L’esthétique du tigre sous le pinceau de Samira Benkhallouk

L’esthétique du tigre sous le  pinceau de Samira Benkhallouk

Sa voix et son aspect physique incarnent la force tranquille. Cependant, elle aime bien, contre toute attente, meubler ses œuvres de … tigres. «J’adore les animaux sauvages surtout la férocité des tigres», exalte l’artiste-peintre marocaine, Samira Benkhallouk qui prend part, depuis le 28 mars, à l’exposition collective «Cheval & chevalet» organisée en hommage à Pâris Paguidas, au W Golden Stables à Tahennaout, près de Marrakech. Pour concevoir ses toiles, cette artiste, dont les œuvres seront exposées jusqu’au 3 avril, opte notamment pour le «tigre blanc et le léopard de l’Atlas qui est en voie de disparition». «Quand je reproduis, à ma manière, le tigre, qui a pour moi une esthétique, sur mes œuvres, je me sens psychiquement soulagée.

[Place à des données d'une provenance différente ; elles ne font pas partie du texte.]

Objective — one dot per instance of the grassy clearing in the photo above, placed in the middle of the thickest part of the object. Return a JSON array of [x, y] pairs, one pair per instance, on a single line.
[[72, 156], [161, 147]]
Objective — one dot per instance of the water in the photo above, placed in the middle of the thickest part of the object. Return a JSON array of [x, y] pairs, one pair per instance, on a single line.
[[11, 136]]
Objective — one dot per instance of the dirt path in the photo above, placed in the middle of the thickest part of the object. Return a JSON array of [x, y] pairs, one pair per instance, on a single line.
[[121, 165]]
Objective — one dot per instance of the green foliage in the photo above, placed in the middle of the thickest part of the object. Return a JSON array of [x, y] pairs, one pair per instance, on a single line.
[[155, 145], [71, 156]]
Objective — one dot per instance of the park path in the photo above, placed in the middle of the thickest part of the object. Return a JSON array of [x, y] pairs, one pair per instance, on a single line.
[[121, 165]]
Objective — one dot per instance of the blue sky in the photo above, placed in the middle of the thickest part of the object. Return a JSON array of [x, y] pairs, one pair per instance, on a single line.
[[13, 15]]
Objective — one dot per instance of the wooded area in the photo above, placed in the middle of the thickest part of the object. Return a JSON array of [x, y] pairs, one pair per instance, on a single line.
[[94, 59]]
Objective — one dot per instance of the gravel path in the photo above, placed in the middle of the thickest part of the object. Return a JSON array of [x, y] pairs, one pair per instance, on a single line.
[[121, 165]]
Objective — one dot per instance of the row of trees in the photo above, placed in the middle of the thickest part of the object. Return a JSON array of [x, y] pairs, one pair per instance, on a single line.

Ce sont des sentiments que j’exprime par une démarche artistique développée», avance-t-elle. Le tout en explicitant la différence de sa prédilection pour cet animal avec d’autres artistes qui font le choix du cheval. «Chaque artiste trouve son compte dans un animal pour exprimer ses sentiments, voire ses convictions. Pour ma part, je fais un changement pour échapper à la monotonie des chevaux sur toiles. Ce qui importe, c’est de faire un bon travail et qui serait à la hauteur», estime-t-elle en rappelant faire dans la configuration et le réalisme tout en recourant à la peinture à l’huile sur toile.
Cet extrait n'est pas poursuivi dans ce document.